HI,
I actually posted similar (or same?) question yesterday, but I thought I need to post a new question since I have short, but clear question.
I have the following table.
id point
1 30
2 30
3 29
4 27
5 28
6 26
what I want:
get all the users order by rank. user #1 and #2 should have 1 as their rank value because they both have 30 points
I want to query a rank by user id. I like to get 1 as the result of my rank when I query user #1 and #2 because both of them have 30 points
Added on: 3/18
I tried Logan's query, but got the following result
id point rank
1 30 1
2 30 1
3 29 3
4 27 5
5 28 4
6 26 6
The subquery approach that you have seen recommended will scale quadratically. http://www.xaprb.com/blog/2006/12/02/how-to-number-rows-in-mysql/ shows a much more efficient approach with user variables. Here is an untested adaptation to your problem:
@points := -1; // Should be an impossible value.
@num := 0;
SELECT id
, points
, @num := if(@points = points, @num, @num + 1) as point_rank
, @points := points as dummy
FROM `users`
ORDER BY points desc, id asc;
Just count how many people have more points then them.
select count(1) from users
where point > (select point from users where id = 2) group by point
This will give you the number of people that have more points for the given user. So for user 1 and user 2 the result will be 0 (zero) meaning they are first.

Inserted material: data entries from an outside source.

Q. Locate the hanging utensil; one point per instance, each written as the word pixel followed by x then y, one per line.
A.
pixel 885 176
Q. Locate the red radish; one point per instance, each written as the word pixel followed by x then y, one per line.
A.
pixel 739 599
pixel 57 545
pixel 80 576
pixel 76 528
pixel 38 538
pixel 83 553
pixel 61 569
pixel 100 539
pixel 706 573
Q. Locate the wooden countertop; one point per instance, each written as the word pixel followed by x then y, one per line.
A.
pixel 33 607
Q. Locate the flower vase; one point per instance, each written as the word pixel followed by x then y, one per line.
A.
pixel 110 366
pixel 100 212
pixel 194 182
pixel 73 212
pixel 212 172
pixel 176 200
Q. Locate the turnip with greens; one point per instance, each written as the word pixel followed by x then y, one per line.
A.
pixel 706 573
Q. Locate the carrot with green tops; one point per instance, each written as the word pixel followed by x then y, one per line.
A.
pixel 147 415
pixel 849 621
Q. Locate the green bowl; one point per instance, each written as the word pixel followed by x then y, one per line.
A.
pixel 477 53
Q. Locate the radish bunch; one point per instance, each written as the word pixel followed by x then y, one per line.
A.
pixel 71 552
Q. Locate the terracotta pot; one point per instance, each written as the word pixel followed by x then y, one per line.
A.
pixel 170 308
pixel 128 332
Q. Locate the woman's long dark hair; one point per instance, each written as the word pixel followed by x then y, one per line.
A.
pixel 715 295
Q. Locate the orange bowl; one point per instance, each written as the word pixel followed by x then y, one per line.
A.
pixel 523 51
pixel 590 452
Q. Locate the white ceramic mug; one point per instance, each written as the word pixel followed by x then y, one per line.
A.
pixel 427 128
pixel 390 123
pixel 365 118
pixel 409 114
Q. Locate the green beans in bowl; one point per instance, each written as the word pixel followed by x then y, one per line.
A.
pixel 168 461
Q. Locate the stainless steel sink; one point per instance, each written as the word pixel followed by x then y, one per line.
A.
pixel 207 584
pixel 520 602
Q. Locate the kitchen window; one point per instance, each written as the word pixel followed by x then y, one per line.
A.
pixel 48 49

When I needed to do something similar, I created a view that looked like this:
CREATE VIEW rankings_view
AS
SELECT id
, point
, (select count(1)
from points b
where b.point > a.point) +1 as rank
FROM points as a;
This assumes that the original table was named points, obviously. Then you can get the rank of any id, or the id corresponding to any rank, by querying the view.
EDIT
If you want to count the number of distinct point values above each point value instead of the number of entries with point values above the current point value, you can do something like:
CREATE VIEW rankings_view2
AS
SELECT id
, point
, (SELECT COUNT(1) +1 AS rank
FROM ( SELECT DISTINCT point
FROM points b
WHERE b.point >a.point ))
FROM points AS a;
NOTE
Some of the other solutions presented definitely perform better than this one. They're mysql specific, so I can't really use them for what I'm doing. My application has, at most, 128 entities to rank, so this works well enough for me. If you might have tons of rows, though, you might want to look at using one of the other solutions presented here or limiting the scope of the ranking.